Sunday, November 15, 2009

The Art Of Animals


There was an episode of Beverly Hillbillies featuring a chimpanzee that painted on canvas ..... to great critical reviews. A good-humored jab at “modern art” no doubt. But I’ve had some pretty memorable experiences witnessing animal behavior that probably has practical reason if you were to insist on analyzing it scientifically, but that from all appearances seems as though the animal is performing – and usually for the sheer joy of it.

For years I walked trails in the woods with my now departed malamute, Aspen – a dog who loved life so much that I have no doubt that his very musical howls were him laughing aloud. I didn’t often let him off leash because he wouldn’t always come immediately when I called. But if I was certain that the woods was clear of other hikers or runners (that’d really shake up someone’s day to be walking along a trail, only to be surprised by the approach of a large wolf-looking dog) I’d let him run.

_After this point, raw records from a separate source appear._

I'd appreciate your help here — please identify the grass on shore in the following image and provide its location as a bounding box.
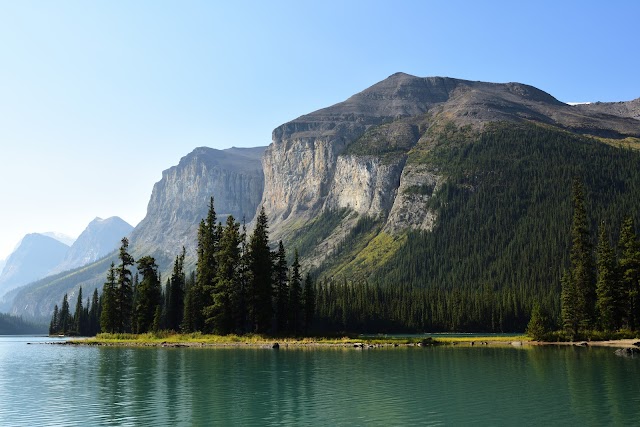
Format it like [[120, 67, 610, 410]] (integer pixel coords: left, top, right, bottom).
[[70, 331, 529, 346]]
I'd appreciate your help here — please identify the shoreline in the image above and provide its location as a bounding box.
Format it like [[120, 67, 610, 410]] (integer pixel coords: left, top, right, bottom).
[[45, 335, 640, 349]]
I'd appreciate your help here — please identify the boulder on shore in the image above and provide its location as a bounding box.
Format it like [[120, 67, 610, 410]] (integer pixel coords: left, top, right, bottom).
[[615, 347, 640, 358]]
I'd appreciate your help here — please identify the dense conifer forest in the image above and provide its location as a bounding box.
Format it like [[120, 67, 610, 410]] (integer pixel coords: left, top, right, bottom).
[[51, 124, 640, 338]]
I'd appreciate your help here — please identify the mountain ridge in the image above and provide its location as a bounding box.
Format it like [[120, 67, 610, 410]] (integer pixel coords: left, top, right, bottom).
[[6, 73, 640, 320]]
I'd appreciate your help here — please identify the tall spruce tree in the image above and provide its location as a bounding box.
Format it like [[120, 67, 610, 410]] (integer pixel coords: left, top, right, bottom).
[[115, 237, 135, 332], [205, 215, 240, 335], [88, 288, 100, 336], [302, 273, 316, 334], [596, 222, 620, 331], [135, 256, 162, 334], [248, 206, 273, 334], [183, 197, 218, 332], [233, 218, 251, 334], [167, 247, 186, 331], [289, 249, 302, 335], [618, 216, 640, 330], [49, 304, 60, 335], [560, 270, 581, 340], [59, 294, 73, 335], [274, 240, 289, 333], [569, 179, 596, 329], [73, 286, 86, 335], [100, 263, 118, 333]]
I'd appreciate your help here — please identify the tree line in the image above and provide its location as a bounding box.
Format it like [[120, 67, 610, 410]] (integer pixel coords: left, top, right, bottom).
[[49, 198, 316, 335], [528, 180, 640, 339]]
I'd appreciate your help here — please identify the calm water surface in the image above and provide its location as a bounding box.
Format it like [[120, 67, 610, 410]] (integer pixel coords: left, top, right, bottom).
[[0, 337, 640, 426]]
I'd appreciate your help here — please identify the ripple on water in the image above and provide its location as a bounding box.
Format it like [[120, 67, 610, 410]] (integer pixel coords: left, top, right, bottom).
[[0, 338, 640, 426]]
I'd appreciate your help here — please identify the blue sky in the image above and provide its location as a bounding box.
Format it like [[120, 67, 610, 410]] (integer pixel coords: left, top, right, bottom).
[[0, 0, 640, 259]]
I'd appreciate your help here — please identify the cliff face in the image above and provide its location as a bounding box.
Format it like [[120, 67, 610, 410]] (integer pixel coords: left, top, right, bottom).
[[0, 233, 69, 311], [131, 147, 264, 265], [49, 216, 133, 274], [262, 73, 640, 266]]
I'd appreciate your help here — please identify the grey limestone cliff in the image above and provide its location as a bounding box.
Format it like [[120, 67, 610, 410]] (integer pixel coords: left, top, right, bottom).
[[131, 147, 265, 267], [262, 73, 640, 265]]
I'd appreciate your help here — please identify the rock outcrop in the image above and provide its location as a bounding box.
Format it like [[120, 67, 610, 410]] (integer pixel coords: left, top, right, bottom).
[[130, 147, 265, 267], [261, 73, 640, 265], [49, 216, 133, 274], [0, 233, 69, 303]]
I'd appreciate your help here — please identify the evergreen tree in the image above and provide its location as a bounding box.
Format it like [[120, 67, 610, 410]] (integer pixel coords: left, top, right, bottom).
[[302, 273, 316, 334], [88, 288, 100, 336], [560, 271, 581, 339], [205, 215, 240, 335], [569, 179, 596, 329], [100, 263, 118, 333], [618, 216, 640, 330], [289, 249, 302, 335], [527, 303, 550, 341], [233, 219, 251, 334], [60, 294, 72, 335], [115, 237, 135, 332], [248, 206, 273, 333], [596, 222, 620, 331], [73, 286, 86, 335], [135, 256, 162, 334], [274, 240, 289, 333], [49, 304, 60, 335], [167, 247, 186, 331], [183, 197, 218, 332]]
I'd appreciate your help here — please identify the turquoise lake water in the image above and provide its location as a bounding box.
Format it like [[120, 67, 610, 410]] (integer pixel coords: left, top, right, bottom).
[[0, 337, 640, 426]]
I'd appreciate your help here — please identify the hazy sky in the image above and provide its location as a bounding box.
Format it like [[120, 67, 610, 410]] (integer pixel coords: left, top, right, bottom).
[[0, 0, 640, 259]]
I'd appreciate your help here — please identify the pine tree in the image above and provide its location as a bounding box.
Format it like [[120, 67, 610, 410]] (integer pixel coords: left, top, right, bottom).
[[289, 249, 302, 335], [205, 215, 240, 335], [87, 288, 100, 336], [618, 216, 640, 330], [73, 286, 85, 335], [233, 219, 251, 334], [248, 206, 273, 333], [569, 180, 596, 329], [167, 247, 186, 331], [560, 270, 581, 340], [274, 240, 289, 333], [302, 273, 316, 334], [100, 263, 118, 333], [49, 304, 60, 335], [135, 256, 162, 334], [183, 197, 218, 332], [596, 222, 620, 331], [115, 237, 135, 332], [60, 294, 72, 335], [527, 303, 550, 341]]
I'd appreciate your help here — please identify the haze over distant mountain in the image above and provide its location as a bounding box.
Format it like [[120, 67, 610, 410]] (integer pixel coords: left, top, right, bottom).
[[49, 216, 133, 274], [40, 231, 76, 246], [575, 98, 640, 120], [0, 233, 69, 296], [131, 147, 266, 266], [7, 73, 640, 316], [12, 147, 266, 317]]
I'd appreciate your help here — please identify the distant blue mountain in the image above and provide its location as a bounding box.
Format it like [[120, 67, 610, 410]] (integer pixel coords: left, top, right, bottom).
[[0, 233, 69, 297], [49, 216, 133, 274]]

The minute Aspen was off leash he would make a mad dash off-trail. He’d run in circles. He’d run in figure eights. He’d look for fallen trees and other obstacles just to jump over them. And it was beautiful. A silver streak. A blur of white fur, gleaming eye, hanging tongue, and a smile – joyfully jumping over branches and making hairpin turns around obstacles that weren’t there.

Potter that I am, I wish my pots had half the whimsy of an Aspen dash in the wood.

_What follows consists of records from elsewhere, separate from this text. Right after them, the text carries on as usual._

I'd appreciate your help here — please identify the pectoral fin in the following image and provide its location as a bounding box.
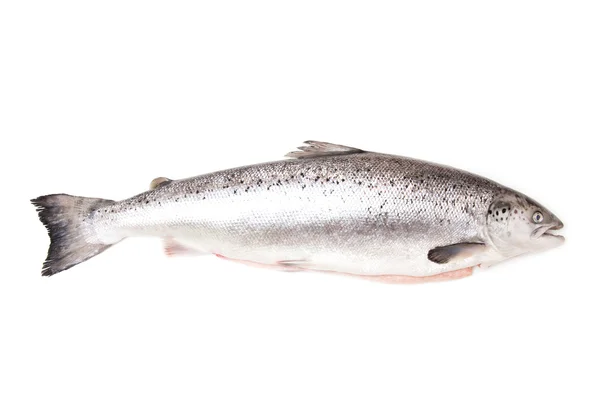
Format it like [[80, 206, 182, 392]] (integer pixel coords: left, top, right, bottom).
[[427, 242, 486, 264]]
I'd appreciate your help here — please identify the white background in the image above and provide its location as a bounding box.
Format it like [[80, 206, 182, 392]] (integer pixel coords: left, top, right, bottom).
[[0, 0, 600, 399]]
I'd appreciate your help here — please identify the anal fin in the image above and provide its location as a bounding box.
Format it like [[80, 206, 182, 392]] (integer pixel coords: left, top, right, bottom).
[[163, 237, 206, 257], [427, 242, 486, 264]]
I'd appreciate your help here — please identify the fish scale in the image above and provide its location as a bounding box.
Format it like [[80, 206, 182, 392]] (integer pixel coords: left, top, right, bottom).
[[34, 141, 562, 277]]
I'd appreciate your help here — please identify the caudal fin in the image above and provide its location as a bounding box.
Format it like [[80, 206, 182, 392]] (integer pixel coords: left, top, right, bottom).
[[31, 194, 114, 276]]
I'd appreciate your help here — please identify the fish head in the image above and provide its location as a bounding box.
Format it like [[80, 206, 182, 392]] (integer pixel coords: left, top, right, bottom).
[[486, 193, 565, 257]]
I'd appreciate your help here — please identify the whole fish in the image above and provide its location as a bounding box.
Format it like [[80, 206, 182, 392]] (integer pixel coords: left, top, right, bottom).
[[31, 141, 564, 282]]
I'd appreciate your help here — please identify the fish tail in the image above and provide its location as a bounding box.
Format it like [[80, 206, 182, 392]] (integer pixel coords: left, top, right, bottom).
[[31, 194, 114, 276]]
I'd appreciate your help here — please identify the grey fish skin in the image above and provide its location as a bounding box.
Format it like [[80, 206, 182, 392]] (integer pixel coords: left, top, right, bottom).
[[33, 141, 564, 277]]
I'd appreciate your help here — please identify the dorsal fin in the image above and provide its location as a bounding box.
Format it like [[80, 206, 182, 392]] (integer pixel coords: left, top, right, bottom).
[[285, 140, 364, 158], [150, 176, 173, 190]]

Betty is a friend who has always taken in strays and injured animals. I remember one year when she took in a very young flying squirrel that had obviously been orphaned. I was actually shocked to witness the circus act this little under-aged Rocky performed. He’d circle the small room, climb the curtain, tightrope walk the curtain rod and then, like a gymnast dismounting a balance beam, he’d throw himself with wild abandon into space, only to glide gracefully down to his starting point in the room and begin the circle again. And for what?

Again, science may analyze this playful behavior as some survival practice. It sure looked like the joy of art to me.

And what got me thinking about the art of animals?

On my daily trip to the trails I always drive by Winona Lake. Winona Lake is the second biggest natural glacier lake in Indiana. That’s not big. That’s just big for Indiana. At this time of year when the disparity in temperature between water and air can be so great, it’s not unusual for a mist to come off of the lake. And if the air is very, very still, as it was the other morning, that mist can hover heavily above the water. You can see clearly above it to blue sky, and you can see clearly below it to the water, but you cannot see through it to the opposite shore of the lake.

That’s just how I found the lake on my way to the trails last Friday. A low mist hung over the glassy surface of the water.

And just as I turned the corner toward the lake, a great blue heron rose up out of the water right in front of me. But it didn’t just fly up, up, and away. Instead, it flew just barely over the surface of the water and just below the mist that hung above. So with each slow, methodical beat of its wings it created an image that I’ll probably never forget.

For what seemed several long minutes the heron flew like this – each upward stroke of wing getting lost in the mist …… then beating again downward until the tip of its wing nearly touched the surface of the water. What’s more, this heron dance to which I was witness occurred in tandem, as the reflection of the heron appeared to be traveling just beneath it. Two birds flying in perfect formation, belly to belly...

Black wingtip touching black wingtip then parting and nearly disappearing back into mist.
Black wingtip touching black wingtip then parting and nearly disappearing back into mist.
Black wingtip touching black wingtip then parting and nearly disappearing back into mist.

...on and on for more than one hundred slow, lazy yards. A graceful waltz.

Go ahead and tell me that Aspen, Rocky, and that heron didn’t know what, or even that they were creating. I might half believe you.